Alternative pre-mRNA splicing provides an effective means for expanding coding capacity of eukaryotic genomes. Recent studies suggest that co-expression of different splice isoforms may increase diversity of RNAs and proteins at a single-cell level. A pertinent question in the field is whether such co-expression is biologically meaningful or, rather, represents insufficiently stringent splicing regulation. Here we argue that isoform co-expression may produce functional outcomes that are difficult and sometimes impossible to achieve using other regulation strategies. Far from being a ‘splicing noise’, co-expression is often established through co-ordinated activity of specific cis-elements and trans-acting factors. Further work in this area may uncover new biological functions of alternative splicing (AS) and generate important insights into mechanisms allowing different cell types to attain their unique molecular identities.
Introduction
Alternative pre-mRNA splicing (AS) allows a single gene to generate more than one mature mRNA species through non-uniform utilization of exonic and intronic sequences [1]. Many multiexon transcripts in higher eukaryotes undergo AS. It is currently thought that this form of regulation effectively quadruples the number of protein isoforms compared with the number of their encoding genes in mammalian genomes [2–4].

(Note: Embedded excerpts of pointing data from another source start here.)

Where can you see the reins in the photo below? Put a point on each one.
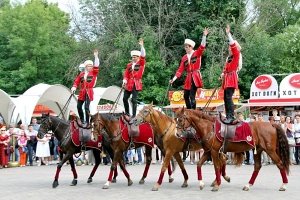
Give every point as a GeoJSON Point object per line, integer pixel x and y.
{"type": "Point", "coordinates": [209, 100]}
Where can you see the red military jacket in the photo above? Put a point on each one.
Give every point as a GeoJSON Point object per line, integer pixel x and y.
{"type": "Point", "coordinates": [134, 76]}
{"type": "Point", "coordinates": [230, 79]}
{"type": "Point", "coordinates": [86, 86]}
{"type": "Point", "coordinates": [192, 68]}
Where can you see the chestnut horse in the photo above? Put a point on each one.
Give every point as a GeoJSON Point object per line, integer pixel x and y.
{"type": "Point", "coordinates": [109, 125]}
{"type": "Point", "coordinates": [266, 137]}
{"type": "Point", "coordinates": [61, 130]}
{"type": "Point", "coordinates": [165, 128]}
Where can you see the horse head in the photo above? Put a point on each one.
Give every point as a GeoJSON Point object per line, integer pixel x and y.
{"type": "Point", "coordinates": [45, 126]}
{"type": "Point", "coordinates": [144, 115]}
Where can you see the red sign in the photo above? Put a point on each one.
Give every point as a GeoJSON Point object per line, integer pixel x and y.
{"type": "Point", "coordinates": [295, 81]}
{"type": "Point", "coordinates": [263, 82]}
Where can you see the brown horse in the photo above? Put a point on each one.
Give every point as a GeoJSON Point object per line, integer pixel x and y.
{"type": "Point", "coordinates": [62, 131]}
{"type": "Point", "coordinates": [266, 137]}
{"type": "Point", "coordinates": [109, 125]}
{"type": "Point", "coordinates": [165, 128]}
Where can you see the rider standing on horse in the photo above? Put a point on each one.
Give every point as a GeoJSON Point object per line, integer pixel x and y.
{"type": "Point", "coordinates": [191, 63]}
{"type": "Point", "coordinates": [132, 78]}
{"type": "Point", "coordinates": [229, 76]}
{"type": "Point", "coordinates": [86, 80]}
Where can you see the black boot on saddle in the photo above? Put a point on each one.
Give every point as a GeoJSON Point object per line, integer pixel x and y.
{"type": "Point", "coordinates": [229, 119]}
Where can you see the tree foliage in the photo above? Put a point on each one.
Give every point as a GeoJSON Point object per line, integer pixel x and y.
{"type": "Point", "coordinates": [34, 45]}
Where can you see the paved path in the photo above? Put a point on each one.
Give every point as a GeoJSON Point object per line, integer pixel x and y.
{"type": "Point", "coordinates": [35, 183]}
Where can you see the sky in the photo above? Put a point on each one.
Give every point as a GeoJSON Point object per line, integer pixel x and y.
{"type": "Point", "coordinates": [65, 5]}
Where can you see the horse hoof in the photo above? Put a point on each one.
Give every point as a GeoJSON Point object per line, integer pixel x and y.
{"type": "Point", "coordinates": [55, 184]}
{"type": "Point", "coordinates": [74, 182]}
{"type": "Point", "coordinates": [184, 185]}
{"type": "Point", "coordinates": [171, 180]}
{"type": "Point", "coordinates": [245, 188]}
{"type": "Point", "coordinates": [213, 184]}
{"type": "Point", "coordinates": [90, 180]}
{"type": "Point", "coordinates": [282, 189]}
{"type": "Point", "coordinates": [105, 187]}
{"type": "Point", "coordinates": [227, 178]}
{"type": "Point", "coordinates": [142, 181]}
{"type": "Point", "coordinates": [215, 189]}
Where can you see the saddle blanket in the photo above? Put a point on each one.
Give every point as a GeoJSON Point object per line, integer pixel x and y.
{"type": "Point", "coordinates": [242, 133]}
{"type": "Point", "coordinates": [75, 138]}
{"type": "Point", "coordinates": [145, 137]}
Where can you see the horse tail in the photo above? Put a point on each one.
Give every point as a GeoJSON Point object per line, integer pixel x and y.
{"type": "Point", "coordinates": [238, 159]}
{"type": "Point", "coordinates": [283, 147]}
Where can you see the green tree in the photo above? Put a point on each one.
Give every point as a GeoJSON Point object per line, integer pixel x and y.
{"type": "Point", "coordinates": [35, 45]}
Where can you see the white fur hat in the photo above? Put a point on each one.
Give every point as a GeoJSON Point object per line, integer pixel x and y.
{"type": "Point", "coordinates": [88, 62]}
{"type": "Point", "coordinates": [135, 53]}
{"type": "Point", "coordinates": [237, 45]}
{"type": "Point", "coordinates": [189, 42]}
{"type": "Point", "coordinates": [81, 67]}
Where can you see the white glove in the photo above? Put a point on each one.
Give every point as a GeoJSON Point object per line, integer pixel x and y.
{"type": "Point", "coordinates": [73, 89]}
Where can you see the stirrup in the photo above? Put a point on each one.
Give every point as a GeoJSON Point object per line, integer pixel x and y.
{"type": "Point", "coordinates": [131, 145]}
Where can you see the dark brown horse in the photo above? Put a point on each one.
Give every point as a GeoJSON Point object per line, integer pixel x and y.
{"type": "Point", "coordinates": [109, 125]}
{"type": "Point", "coordinates": [61, 130]}
{"type": "Point", "coordinates": [266, 137]}
{"type": "Point", "coordinates": [165, 128]}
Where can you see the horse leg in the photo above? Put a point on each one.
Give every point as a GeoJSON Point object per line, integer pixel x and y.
{"type": "Point", "coordinates": [114, 180]}
{"type": "Point", "coordinates": [148, 163]}
{"type": "Point", "coordinates": [199, 170]}
{"type": "Point", "coordinates": [164, 167]}
{"type": "Point", "coordinates": [96, 154]}
{"type": "Point", "coordinates": [58, 169]}
{"type": "Point", "coordinates": [74, 181]}
{"type": "Point", "coordinates": [257, 166]}
{"type": "Point", "coordinates": [111, 172]}
{"type": "Point", "coordinates": [276, 159]}
{"type": "Point", "coordinates": [122, 165]}
{"type": "Point", "coordinates": [181, 165]}
{"type": "Point", "coordinates": [217, 165]}
{"type": "Point", "coordinates": [170, 172]}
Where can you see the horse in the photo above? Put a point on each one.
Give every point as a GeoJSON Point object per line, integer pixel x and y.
{"type": "Point", "coordinates": [113, 127]}
{"type": "Point", "coordinates": [165, 128]}
{"type": "Point", "coordinates": [265, 137]}
{"type": "Point", "coordinates": [62, 131]}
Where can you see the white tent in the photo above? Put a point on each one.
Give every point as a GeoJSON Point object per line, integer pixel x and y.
{"type": "Point", "coordinates": [53, 96]}
{"type": "Point", "coordinates": [7, 106]}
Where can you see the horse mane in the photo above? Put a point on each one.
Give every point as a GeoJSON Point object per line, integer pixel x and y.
{"type": "Point", "coordinates": [163, 116]}
{"type": "Point", "coordinates": [109, 116]}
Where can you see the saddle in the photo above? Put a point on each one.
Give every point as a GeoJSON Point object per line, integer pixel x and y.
{"type": "Point", "coordinates": [85, 134]}
{"type": "Point", "coordinates": [133, 129]}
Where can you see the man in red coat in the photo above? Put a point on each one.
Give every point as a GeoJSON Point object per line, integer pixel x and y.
{"type": "Point", "coordinates": [86, 80]}
{"type": "Point", "coordinates": [132, 78]}
{"type": "Point", "coordinates": [191, 63]}
{"type": "Point", "coordinates": [229, 76]}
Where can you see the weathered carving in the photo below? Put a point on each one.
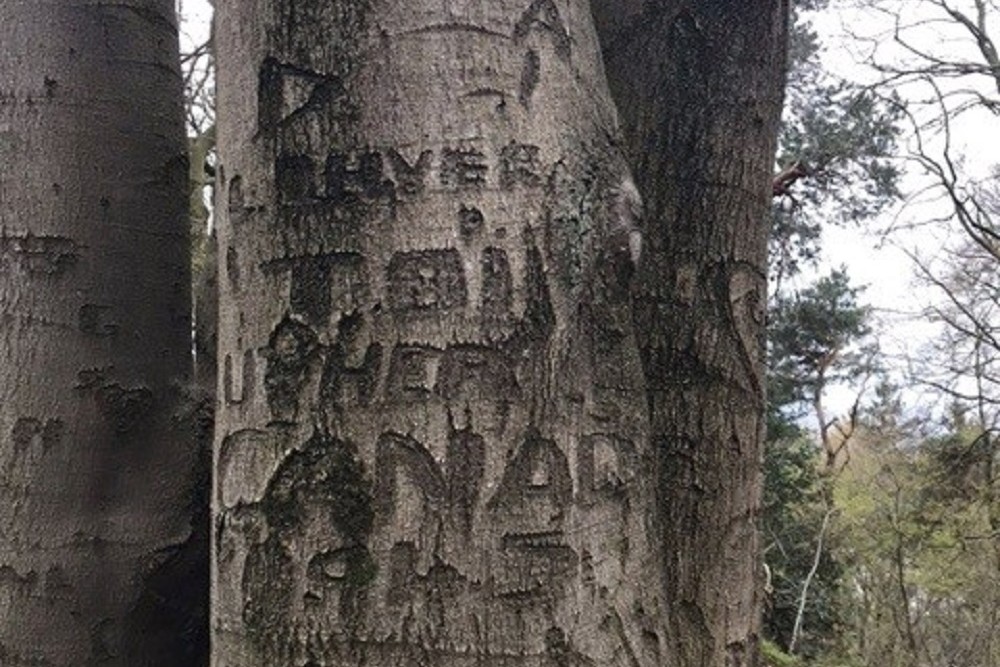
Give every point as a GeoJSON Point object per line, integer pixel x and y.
{"type": "Point", "coordinates": [544, 16]}
{"type": "Point", "coordinates": [426, 280]}
{"type": "Point", "coordinates": [246, 380]}
{"type": "Point", "coordinates": [536, 483]}
{"type": "Point", "coordinates": [294, 177]}
{"type": "Point", "coordinates": [477, 372]}
{"type": "Point", "coordinates": [520, 164]}
{"type": "Point", "coordinates": [318, 510]}
{"type": "Point", "coordinates": [319, 283]}
{"type": "Point", "coordinates": [606, 465]}
{"type": "Point", "coordinates": [470, 222]}
{"type": "Point", "coordinates": [124, 407]}
{"type": "Point", "coordinates": [410, 179]}
{"type": "Point", "coordinates": [93, 320]}
{"type": "Point", "coordinates": [246, 461]}
{"type": "Point", "coordinates": [340, 378]}
{"type": "Point", "coordinates": [498, 288]}
{"type": "Point", "coordinates": [286, 92]}
{"type": "Point", "coordinates": [354, 176]}
{"type": "Point", "coordinates": [530, 75]}
{"type": "Point", "coordinates": [413, 372]}
{"type": "Point", "coordinates": [463, 168]}
{"type": "Point", "coordinates": [290, 351]}
{"type": "Point", "coordinates": [533, 565]}
{"type": "Point", "coordinates": [34, 434]}
{"type": "Point", "coordinates": [39, 254]}
{"type": "Point", "coordinates": [466, 461]}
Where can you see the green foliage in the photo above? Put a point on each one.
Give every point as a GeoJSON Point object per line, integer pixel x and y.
{"type": "Point", "coordinates": [772, 656]}
{"type": "Point", "coordinates": [792, 519]}
{"type": "Point", "coordinates": [816, 336]}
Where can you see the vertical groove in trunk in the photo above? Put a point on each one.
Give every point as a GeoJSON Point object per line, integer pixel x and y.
{"type": "Point", "coordinates": [95, 471]}
{"type": "Point", "coordinates": [432, 441]}
{"type": "Point", "coordinates": [699, 86]}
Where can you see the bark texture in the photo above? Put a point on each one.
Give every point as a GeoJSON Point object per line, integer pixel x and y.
{"type": "Point", "coordinates": [699, 86]}
{"type": "Point", "coordinates": [95, 466]}
{"type": "Point", "coordinates": [432, 442]}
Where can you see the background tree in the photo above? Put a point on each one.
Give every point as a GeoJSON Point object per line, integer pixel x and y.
{"type": "Point", "coordinates": [433, 441]}
{"type": "Point", "coordinates": [699, 89]}
{"type": "Point", "coordinates": [97, 453]}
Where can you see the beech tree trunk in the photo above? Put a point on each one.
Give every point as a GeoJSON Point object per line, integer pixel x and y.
{"type": "Point", "coordinates": [95, 462]}
{"type": "Point", "coordinates": [699, 85]}
{"type": "Point", "coordinates": [432, 438]}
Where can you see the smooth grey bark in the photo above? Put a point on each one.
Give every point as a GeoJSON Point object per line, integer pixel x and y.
{"type": "Point", "coordinates": [95, 462]}
{"type": "Point", "coordinates": [699, 86]}
{"type": "Point", "coordinates": [432, 440]}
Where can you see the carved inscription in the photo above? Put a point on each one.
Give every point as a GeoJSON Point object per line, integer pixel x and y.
{"type": "Point", "coordinates": [351, 177]}
{"type": "Point", "coordinates": [125, 408]}
{"type": "Point", "coordinates": [463, 167]}
{"type": "Point", "coordinates": [476, 372]}
{"type": "Point", "coordinates": [287, 92]}
{"type": "Point", "coordinates": [520, 165]}
{"type": "Point", "coordinates": [30, 433]}
{"type": "Point", "coordinates": [316, 281]}
{"type": "Point", "coordinates": [245, 380]}
{"type": "Point", "coordinates": [426, 280]}
{"type": "Point", "coordinates": [413, 372]}
{"type": "Point", "coordinates": [346, 384]}
{"type": "Point", "coordinates": [39, 254]}
{"type": "Point", "coordinates": [94, 320]}
{"type": "Point", "coordinates": [528, 508]}
{"type": "Point", "coordinates": [606, 465]}
{"type": "Point", "coordinates": [498, 289]}
{"type": "Point", "coordinates": [543, 15]}
{"type": "Point", "coordinates": [410, 178]}
{"type": "Point", "coordinates": [470, 222]}
{"type": "Point", "coordinates": [290, 351]}
{"type": "Point", "coordinates": [318, 511]}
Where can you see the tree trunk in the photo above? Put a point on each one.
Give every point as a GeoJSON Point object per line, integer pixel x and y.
{"type": "Point", "coordinates": [95, 469]}
{"type": "Point", "coordinates": [699, 86]}
{"type": "Point", "coordinates": [432, 442]}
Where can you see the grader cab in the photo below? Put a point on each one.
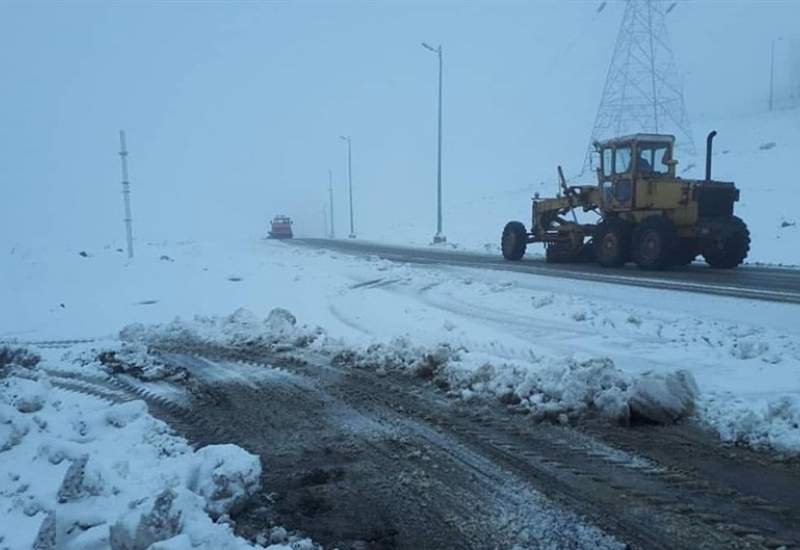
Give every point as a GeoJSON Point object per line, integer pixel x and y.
{"type": "Point", "coordinates": [647, 214]}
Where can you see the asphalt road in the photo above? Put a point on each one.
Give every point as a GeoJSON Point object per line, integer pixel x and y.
{"type": "Point", "coordinates": [758, 283]}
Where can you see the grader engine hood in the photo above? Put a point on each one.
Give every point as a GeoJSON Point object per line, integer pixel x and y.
{"type": "Point", "coordinates": [714, 198]}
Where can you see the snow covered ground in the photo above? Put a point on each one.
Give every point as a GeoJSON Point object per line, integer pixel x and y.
{"type": "Point", "coordinates": [81, 472]}
{"type": "Point", "coordinates": [550, 345]}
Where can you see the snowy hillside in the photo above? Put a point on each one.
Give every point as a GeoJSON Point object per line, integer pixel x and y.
{"type": "Point", "coordinates": [757, 152]}
{"type": "Point", "coordinates": [743, 354]}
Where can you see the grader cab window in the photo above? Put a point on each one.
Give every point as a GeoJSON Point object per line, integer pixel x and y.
{"type": "Point", "coordinates": [622, 162]}
{"type": "Point", "coordinates": [653, 158]}
{"type": "Point", "coordinates": [607, 158]}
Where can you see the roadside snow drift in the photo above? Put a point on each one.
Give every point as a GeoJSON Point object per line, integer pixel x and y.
{"type": "Point", "coordinates": [81, 473]}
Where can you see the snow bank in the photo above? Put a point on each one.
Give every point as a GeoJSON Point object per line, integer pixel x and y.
{"type": "Point", "coordinates": [547, 389]}
{"type": "Point", "coordinates": [278, 331]}
{"type": "Point", "coordinates": [82, 473]}
{"type": "Point", "coordinates": [772, 425]}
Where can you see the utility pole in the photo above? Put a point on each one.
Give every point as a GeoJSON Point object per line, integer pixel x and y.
{"type": "Point", "coordinates": [772, 72]}
{"type": "Point", "coordinates": [352, 234]}
{"type": "Point", "coordinates": [643, 92]}
{"type": "Point", "coordinates": [439, 237]}
{"type": "Point", "coordinates": [126, 193]}
{"type": "Point", "coordinates": [330, 193]}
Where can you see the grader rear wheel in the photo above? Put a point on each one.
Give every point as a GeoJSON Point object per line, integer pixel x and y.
{"type": "Point", "coordinates": [654, 243]}
{"type": "Point", "coordinates": [731, 250]}
{"type": "Point", "coordinates": [612, 242]}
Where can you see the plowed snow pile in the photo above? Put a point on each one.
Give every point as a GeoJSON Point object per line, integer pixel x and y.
{"type": "Point", "coordinates": [81, 473]}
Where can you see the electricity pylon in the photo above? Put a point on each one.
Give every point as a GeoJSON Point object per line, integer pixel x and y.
{"type": "Point", "coordinates": [643, 92]}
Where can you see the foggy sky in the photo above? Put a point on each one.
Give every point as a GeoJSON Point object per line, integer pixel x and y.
{"type": "Point", "coordinates": [233, 110]}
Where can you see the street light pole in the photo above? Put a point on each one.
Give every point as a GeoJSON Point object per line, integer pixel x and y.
{"type": "Point", "coordinates": [439, 237]}
{"type": "Point", "coordinates": [330, 193]}
{"type": "Point", "coordinates": [352, 234]}
{"type": "Point", "coordinates": [772, 72]}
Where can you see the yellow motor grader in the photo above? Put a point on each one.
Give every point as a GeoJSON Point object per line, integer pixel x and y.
{"type": "Point", "coordinates": [647, 214]}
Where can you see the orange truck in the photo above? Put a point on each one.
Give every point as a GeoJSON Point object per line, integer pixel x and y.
{"type": "Point", "coordinates": [281, 228]}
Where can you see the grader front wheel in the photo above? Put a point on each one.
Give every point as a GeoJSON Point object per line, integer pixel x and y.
{"type": "Point", "coordinates": [514, 241]}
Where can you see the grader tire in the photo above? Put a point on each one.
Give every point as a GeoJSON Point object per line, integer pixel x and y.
{"type": "Point", "coordinates": [612, 242]}
{"type": "Point", "coordinates": [514, 241]}
{"type": "Point", "coordinates": [733, 250]}
{"type": "Point", "coordinates": [654, 243]}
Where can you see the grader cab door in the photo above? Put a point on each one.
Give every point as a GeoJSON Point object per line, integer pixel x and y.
{"type": "Point", "coordinates": [620, 194]}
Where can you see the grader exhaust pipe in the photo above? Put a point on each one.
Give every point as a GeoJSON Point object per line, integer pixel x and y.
{"type": "Point", "coordinates": [709, 145]}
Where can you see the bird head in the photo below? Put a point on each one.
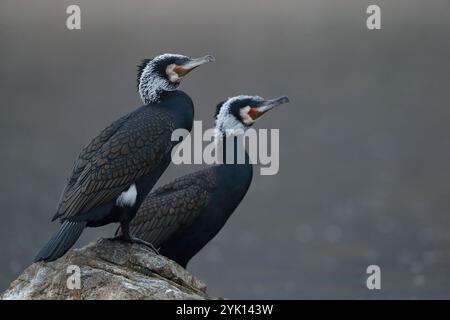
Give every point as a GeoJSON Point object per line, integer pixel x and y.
{"type": "Point", "coordinates": [241, 112]}
{"type": "Point", "coordinates": [164, 73]}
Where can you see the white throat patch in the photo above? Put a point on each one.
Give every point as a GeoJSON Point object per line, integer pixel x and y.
{"type": "Point", "coordinates": [226, 121]}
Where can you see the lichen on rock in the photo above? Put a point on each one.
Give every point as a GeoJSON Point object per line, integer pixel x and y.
{"type": "Point", "coordinates": [107, 270]}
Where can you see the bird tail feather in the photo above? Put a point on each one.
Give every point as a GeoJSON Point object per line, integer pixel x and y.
{"type": "Point", "coordinates": [62, 241]}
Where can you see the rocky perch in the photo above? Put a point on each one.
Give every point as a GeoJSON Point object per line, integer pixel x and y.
{"type": "Point", "coordinates": [107, 270]}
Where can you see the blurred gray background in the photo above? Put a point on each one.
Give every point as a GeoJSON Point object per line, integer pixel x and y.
{"type": "Point", "coordinates": [365, 143]}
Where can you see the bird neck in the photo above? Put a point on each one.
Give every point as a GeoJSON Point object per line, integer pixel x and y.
{"type": "Point", "coordinates": [152, 87]}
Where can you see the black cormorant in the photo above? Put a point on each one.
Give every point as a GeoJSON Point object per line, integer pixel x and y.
{"type": "Point", "coordinates": [117, 169]}
{"type": "Point", "coordinates": [182, 216]}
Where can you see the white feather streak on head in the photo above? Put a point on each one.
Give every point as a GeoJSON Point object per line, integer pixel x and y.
{"type": "Point", "coordinates": [151, 84]}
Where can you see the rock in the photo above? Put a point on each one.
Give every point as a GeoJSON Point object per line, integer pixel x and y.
{"type": "Point", "coordinates": [109, 270]}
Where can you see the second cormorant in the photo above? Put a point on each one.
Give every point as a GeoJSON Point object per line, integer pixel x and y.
{"type": "Point", "coordinates": [182, 216]}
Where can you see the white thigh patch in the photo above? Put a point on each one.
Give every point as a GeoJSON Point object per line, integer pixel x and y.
{"type": "Point", "coordinates": [127, 198]}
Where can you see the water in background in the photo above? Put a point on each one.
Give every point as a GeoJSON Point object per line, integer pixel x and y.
{"type": "Point", "coordinates": [364, 171]}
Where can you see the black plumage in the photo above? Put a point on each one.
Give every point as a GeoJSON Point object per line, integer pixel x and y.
{"type": "Point", "coordinates": [118, 168]}
{"type": "Point", "coordinates": [183, 216]}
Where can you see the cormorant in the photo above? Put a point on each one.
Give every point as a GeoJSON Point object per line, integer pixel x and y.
{"type": "Point", "coordinates": [182, 216]}
{"type": "Point", "coordinates": [119, 167]}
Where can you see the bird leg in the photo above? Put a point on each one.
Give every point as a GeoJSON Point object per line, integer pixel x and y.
{"type": "Point", "coordinates": [126, 237]}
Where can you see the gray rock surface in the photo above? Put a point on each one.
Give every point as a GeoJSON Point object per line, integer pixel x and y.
{"type": "Point", "coordinates": [108, 270]}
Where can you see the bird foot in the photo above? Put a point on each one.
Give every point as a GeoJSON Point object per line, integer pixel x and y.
{"type": "Point", "coordinates": [135, 240]}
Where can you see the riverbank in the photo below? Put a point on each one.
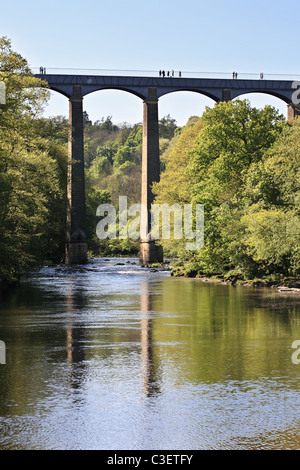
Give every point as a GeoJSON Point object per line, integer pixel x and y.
{"type": "Point", "coordinates": [275, 281]}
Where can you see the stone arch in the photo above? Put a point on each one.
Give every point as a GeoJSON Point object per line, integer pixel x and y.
{"type": "Point", "coordinates": [181, 106]}
{"type": "Point", "coordinates": [126, 104]}
{"type": "Point", "coordinates": [261, 99]}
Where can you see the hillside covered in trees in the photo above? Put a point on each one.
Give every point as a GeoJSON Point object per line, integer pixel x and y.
{"type": "Point", "coordinates": [243, 164]}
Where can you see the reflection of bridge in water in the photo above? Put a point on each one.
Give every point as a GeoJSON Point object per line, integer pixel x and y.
{"type": "Point", "coordinates": [149, 89]}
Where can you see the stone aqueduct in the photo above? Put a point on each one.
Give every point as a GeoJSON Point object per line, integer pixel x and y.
{"type": "Point", "coordinates": [149, 89]}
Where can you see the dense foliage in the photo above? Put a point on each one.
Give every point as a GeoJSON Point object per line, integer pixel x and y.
{"type": "Point", "coordinates": [33, 159]}
{"type": "Point", "coordinates": [243, 165]}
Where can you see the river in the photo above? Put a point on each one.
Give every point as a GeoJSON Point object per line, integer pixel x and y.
{"type": "Point", "coordinates": [112, 355]}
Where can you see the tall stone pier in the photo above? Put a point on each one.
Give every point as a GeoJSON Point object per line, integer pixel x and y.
{"type": "Point", "coordinates": [76, 243]}
{"type": "Point", "coordinates": [150, 251]}
{"type": "Point", "coordinates": [293, 111]}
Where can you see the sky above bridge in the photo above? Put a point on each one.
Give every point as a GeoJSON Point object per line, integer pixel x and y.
{"type": "Point", "coordinates": [141, 37]}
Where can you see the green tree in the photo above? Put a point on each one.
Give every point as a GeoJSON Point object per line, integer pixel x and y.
{"type": "Point", "coordinates": [32, 170]}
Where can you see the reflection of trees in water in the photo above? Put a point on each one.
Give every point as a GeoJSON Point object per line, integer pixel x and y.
{"type": "Point", "coordinates": [75, 331]}
{"type": "Point", "coordinates": [224, 332]}
{"type": "Point", "coordinates": [151, 379]}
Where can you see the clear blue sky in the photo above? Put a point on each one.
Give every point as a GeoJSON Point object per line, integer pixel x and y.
{"type": "Point", "coordinates": [193, 36]}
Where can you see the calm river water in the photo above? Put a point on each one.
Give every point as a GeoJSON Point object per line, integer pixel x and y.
{"type": "Point", "coordinates": [111, 356]}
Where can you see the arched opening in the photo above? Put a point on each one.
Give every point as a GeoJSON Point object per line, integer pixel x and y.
{"type": "Point", "coordinates": [181, 105]}
{"type": "Point", "coordinates": [58, 105]}
{"type": "Point", "coordinates": [260, 100]}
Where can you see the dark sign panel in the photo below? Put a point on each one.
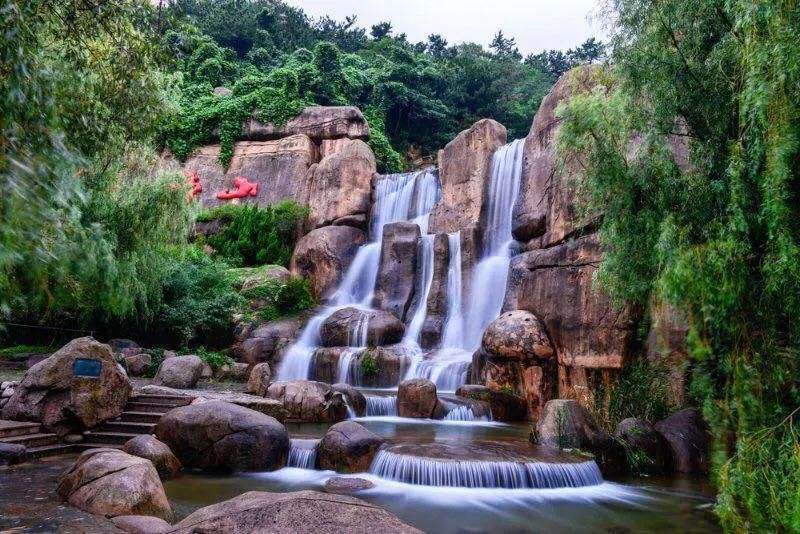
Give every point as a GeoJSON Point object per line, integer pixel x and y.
{"type": "Point", "coordinates": [86, 367]}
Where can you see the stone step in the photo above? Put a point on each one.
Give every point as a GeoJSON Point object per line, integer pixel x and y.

AS occasionally functions as a tightly controlled switch that consistently generates one or another mRNA isoform depending on the circumstances. Such regulation is used, for example, during sex determination in Drosophila, where distinct splice isoforms of critical RNA-binding proteins and transcription factors are expressed strictly in a sex-specific manner [5]. Distinct AS isoforms can be also expressed in different tissues of the same organism providing an efficient means to adjust protein functions to local physiological requirements [6]. Implicitly, switching between AS patterns increases the number of mRNAs and proteins at the level of organism or population but not at the level of individual cells.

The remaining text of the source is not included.